The Herbal Combination CPA4-1 Inhibits Changes in Retinal Capillaries and Reduction of Retinal Occludin in db/db Mice

Increased formation of advanced glycation end products (AGEs) plays an important role in the development of diabetic retinopathy (DR) via blood-retinal barrier (BRB) dysfunction, and reduction of AGEs has been suggested as a therapeutic target for DR. In this study, we examined whether CPA4-1, a herbal combination of Cinnamomi Ramulus and Paeoniae Radix, inhibits AGE formation.
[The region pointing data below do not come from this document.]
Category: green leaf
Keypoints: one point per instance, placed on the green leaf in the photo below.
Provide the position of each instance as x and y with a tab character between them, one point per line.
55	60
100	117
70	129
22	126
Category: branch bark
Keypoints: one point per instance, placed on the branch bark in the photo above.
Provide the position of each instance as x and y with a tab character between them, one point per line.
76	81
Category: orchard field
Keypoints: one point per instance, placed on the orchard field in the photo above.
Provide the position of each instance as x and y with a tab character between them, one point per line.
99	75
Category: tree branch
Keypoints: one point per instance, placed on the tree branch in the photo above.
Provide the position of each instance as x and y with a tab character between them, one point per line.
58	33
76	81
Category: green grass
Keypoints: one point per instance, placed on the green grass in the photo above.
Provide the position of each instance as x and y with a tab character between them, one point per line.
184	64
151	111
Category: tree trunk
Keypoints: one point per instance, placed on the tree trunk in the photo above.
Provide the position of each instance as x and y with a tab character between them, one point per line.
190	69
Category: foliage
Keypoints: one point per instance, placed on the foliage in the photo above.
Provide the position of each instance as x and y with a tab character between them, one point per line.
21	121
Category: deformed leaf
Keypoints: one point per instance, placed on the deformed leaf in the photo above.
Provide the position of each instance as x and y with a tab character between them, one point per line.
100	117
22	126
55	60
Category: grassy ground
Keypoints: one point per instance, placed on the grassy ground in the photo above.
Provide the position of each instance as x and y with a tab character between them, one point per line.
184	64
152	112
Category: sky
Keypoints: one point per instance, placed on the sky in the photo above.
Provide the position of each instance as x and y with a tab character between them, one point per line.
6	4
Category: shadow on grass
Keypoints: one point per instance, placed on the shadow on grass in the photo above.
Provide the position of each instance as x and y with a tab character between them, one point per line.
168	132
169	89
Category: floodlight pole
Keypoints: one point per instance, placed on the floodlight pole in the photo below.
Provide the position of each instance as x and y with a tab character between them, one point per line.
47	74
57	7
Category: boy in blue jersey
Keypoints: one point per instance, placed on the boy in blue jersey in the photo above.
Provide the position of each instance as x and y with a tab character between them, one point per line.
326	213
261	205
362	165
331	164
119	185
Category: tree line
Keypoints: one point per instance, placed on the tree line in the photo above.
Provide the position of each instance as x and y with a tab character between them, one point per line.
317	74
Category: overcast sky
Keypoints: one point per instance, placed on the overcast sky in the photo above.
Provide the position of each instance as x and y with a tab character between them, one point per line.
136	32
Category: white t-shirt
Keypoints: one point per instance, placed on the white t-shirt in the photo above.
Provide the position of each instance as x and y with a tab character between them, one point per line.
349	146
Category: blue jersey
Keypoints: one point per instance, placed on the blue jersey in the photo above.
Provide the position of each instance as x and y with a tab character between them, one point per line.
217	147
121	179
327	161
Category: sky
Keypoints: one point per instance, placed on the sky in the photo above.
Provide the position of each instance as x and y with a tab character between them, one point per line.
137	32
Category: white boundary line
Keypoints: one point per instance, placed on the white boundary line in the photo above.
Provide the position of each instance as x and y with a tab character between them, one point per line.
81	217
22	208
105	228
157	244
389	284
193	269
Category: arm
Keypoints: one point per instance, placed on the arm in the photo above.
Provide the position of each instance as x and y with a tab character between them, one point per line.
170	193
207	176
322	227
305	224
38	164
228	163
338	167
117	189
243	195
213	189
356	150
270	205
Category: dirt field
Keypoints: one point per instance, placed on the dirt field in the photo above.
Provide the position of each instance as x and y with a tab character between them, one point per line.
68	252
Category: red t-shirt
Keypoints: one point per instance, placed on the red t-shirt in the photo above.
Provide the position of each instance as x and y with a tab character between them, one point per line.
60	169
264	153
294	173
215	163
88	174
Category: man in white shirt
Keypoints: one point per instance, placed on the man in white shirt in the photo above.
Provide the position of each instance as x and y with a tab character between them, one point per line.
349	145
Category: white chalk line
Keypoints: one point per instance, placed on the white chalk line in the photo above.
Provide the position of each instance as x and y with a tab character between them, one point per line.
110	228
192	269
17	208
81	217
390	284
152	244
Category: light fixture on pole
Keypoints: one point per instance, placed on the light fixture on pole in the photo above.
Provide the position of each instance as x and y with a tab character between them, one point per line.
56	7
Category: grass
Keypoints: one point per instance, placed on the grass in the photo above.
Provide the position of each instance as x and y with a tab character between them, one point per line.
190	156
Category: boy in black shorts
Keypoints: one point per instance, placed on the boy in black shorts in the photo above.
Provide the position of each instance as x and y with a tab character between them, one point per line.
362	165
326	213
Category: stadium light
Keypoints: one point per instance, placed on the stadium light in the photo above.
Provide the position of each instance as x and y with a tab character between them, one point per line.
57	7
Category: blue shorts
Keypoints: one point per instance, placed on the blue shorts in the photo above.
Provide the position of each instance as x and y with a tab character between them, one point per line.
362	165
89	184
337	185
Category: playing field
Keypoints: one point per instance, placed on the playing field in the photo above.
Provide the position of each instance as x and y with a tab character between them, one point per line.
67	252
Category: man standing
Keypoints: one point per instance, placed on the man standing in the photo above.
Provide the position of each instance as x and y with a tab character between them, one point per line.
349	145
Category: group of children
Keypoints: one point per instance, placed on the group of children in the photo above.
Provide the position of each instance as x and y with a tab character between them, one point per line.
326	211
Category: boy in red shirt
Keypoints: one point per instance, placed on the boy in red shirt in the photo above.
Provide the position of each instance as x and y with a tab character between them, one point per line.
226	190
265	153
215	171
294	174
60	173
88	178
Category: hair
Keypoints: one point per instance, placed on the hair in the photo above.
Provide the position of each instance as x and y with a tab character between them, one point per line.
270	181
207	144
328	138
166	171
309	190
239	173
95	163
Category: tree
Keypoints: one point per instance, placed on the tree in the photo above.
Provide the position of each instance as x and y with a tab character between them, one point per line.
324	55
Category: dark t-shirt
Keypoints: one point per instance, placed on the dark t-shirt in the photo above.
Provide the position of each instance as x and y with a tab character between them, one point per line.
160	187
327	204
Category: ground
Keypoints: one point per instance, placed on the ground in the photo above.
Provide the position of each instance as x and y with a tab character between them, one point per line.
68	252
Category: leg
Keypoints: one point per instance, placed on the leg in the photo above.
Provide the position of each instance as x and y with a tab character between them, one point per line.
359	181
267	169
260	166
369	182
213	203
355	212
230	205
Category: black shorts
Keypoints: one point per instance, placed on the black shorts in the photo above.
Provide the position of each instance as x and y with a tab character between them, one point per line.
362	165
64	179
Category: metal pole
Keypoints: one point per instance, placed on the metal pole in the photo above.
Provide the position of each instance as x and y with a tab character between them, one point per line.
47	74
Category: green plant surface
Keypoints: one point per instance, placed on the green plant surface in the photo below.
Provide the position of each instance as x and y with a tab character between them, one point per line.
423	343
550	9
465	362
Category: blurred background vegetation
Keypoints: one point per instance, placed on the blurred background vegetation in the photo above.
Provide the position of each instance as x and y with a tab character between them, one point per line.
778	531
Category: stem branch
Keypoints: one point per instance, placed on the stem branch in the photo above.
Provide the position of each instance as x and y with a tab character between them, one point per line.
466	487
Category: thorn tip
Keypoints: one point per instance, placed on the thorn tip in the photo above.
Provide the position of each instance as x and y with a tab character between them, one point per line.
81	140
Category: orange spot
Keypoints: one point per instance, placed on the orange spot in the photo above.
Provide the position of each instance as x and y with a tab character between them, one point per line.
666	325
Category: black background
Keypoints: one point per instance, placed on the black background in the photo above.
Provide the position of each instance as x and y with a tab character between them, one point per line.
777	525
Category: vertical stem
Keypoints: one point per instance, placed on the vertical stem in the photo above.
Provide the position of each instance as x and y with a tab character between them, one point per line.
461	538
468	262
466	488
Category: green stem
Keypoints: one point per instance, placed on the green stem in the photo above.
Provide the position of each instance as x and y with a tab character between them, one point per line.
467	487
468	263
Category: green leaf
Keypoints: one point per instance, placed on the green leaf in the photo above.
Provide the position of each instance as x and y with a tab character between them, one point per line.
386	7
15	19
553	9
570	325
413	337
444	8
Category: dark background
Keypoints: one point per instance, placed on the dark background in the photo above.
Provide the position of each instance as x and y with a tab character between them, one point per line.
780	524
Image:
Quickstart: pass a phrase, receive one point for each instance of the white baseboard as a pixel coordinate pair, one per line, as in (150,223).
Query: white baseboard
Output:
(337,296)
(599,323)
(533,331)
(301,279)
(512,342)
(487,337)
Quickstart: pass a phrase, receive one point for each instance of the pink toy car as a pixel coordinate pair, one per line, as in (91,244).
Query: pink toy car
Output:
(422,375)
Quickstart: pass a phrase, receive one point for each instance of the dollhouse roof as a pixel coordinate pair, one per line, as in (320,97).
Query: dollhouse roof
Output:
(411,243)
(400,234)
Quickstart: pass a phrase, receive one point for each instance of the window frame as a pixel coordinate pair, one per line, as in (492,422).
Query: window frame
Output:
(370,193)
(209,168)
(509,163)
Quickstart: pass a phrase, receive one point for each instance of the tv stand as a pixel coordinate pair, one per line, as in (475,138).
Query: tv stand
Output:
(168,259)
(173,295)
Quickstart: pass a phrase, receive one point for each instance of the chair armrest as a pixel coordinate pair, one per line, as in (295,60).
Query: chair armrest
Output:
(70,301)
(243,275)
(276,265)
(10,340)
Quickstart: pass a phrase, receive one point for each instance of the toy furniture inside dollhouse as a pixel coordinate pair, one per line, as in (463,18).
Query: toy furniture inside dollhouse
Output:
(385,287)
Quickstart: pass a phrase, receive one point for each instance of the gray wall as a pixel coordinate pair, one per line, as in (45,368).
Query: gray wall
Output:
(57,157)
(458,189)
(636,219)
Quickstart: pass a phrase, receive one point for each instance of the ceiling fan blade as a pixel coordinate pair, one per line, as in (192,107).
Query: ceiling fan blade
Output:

CPA4-1 and fenofibrate were tested to ameliorate changes in retinal capillaries and retinal occludin expression in db/db mice, a mouse model of obesity-induced type 2 diabetes. CPA4-1 (100 mg/kg) or fenofibrate (100 mg/kg) were orally administered once a day for 12 weeks. CPA4-1 (the half maximal inhibitory concentration, IC50 = 6.84 ± 0.08 μg/mL) showed approximately 11.44-fold higher inhibitory effect on AGE formation than that of aminoguanidine (AG, the inhibitor of AGEs, IC50 = 78.28 ± 4.24 μg/mL), as well as breaking effect on AGE-bovine serum albumin crosslinking with collagen (IC50 = 1.30 ± 0.37 μg/mL). CPA4-1 treatment ameliorated BRB leakage and tended to increase retinal occludin expression in db/db mice. CPA4-1 or fenofibrate treatment significantly reduced retinal acellular capillary formation in db/db mice. These findings suggested the potential of CPA4-1 as a therapeutic supplement for protection against retinal vascular permeability diseases.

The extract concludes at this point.